Einen deutlichen Schwerpunkt bildet das Dritte Reich, konkret die Staats- und Verwaltungsrechtslehre mit ihrer Zerstörung und Selbstzerstörung bis zum Ende im Mai 1945. S. fördert spannende Einzelheiten zutage, die sich beeindruckend fakten-, nachweis- und geistreich zu einer beklemmenden tour d’horizon einer Wissenschaftsgeschichte in der Diktatur zusammenfügen. Als besonders lesenswert hat der Rezensent die Beschreibung des Bedeutungsverlustes der staatsrechtlichen Theorie ohne irgendeinen messbaren Einfluss auf die Entwicklung empfunden. Heute noch erschreckend ist es, wie sich viele Staatsrechtslehrer dem NS-Re­gime andienten. Erhellend waren die Einblicke in das rechtswissenschaftliche Schrifttum, insbesondere die Grundrisse und Lehrbücher. Nicht zuletzt lässt sich dieser Abschnitt mit seiner Be­schreibung der Pervertierung des Rechts auch als eine Mahnung für künftige Generationen interpretieren. Dieser Band liegt zusätzlich in einer preisgünstigen broschierten Ausgabe vor.

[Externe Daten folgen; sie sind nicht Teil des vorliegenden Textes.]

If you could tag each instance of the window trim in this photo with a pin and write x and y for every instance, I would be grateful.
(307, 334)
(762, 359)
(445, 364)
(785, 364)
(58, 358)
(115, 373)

Im letzten, 2012 erschienenen Band führt S. den Leser durch die deutsche Nachkriegszeit bis hin zur Wiedervereinigung, mit der die Darstellung dann weitgehend abschließt. 1990 sei eine Zeitgrenze, an der die historische Arbeit die Gegenwart erreiche. Sieben Kapitel umfasst die spannende und lehrreiche Reise durch diese Wissenschaftsgeschichte, die mit 720 Seiten deutlich umfangreicher als die drei übrigen Bände ausgefallen ist. Sie beginnt mit »Wiederaufbau und Selbstfindung« und geht über »die Lehrjahre der Demokratie« einschließlich der 1968er, um in »Konsolidierung und Krisenma-nagement (1972–1990)« zu münden. Am Ende der Enzyklopädie steht der Abschnitt »Europäisierung und Wiedervereinigung«. Es kommen gleichermaßen West wie Ost zur Sprache, wobei die bundesrepublikanische Entwicklung breiter ausfällt. Die Darlegung der Ge­schichte des öffentlichen Rechts in der DDR beruht in weiten Teilen auf dem 2009 erschienenen Buch »Sozialistische Gesetzlichkeit«, mit dem S. als Erster die Nachkriegsgeschichte der dortigen rechts wissenschaftlichen Entwicklung nachzeichnete. Bis an die Gegenwart heran reicht dann die Skizze der neugegründeten juristischen Fa­kultäten.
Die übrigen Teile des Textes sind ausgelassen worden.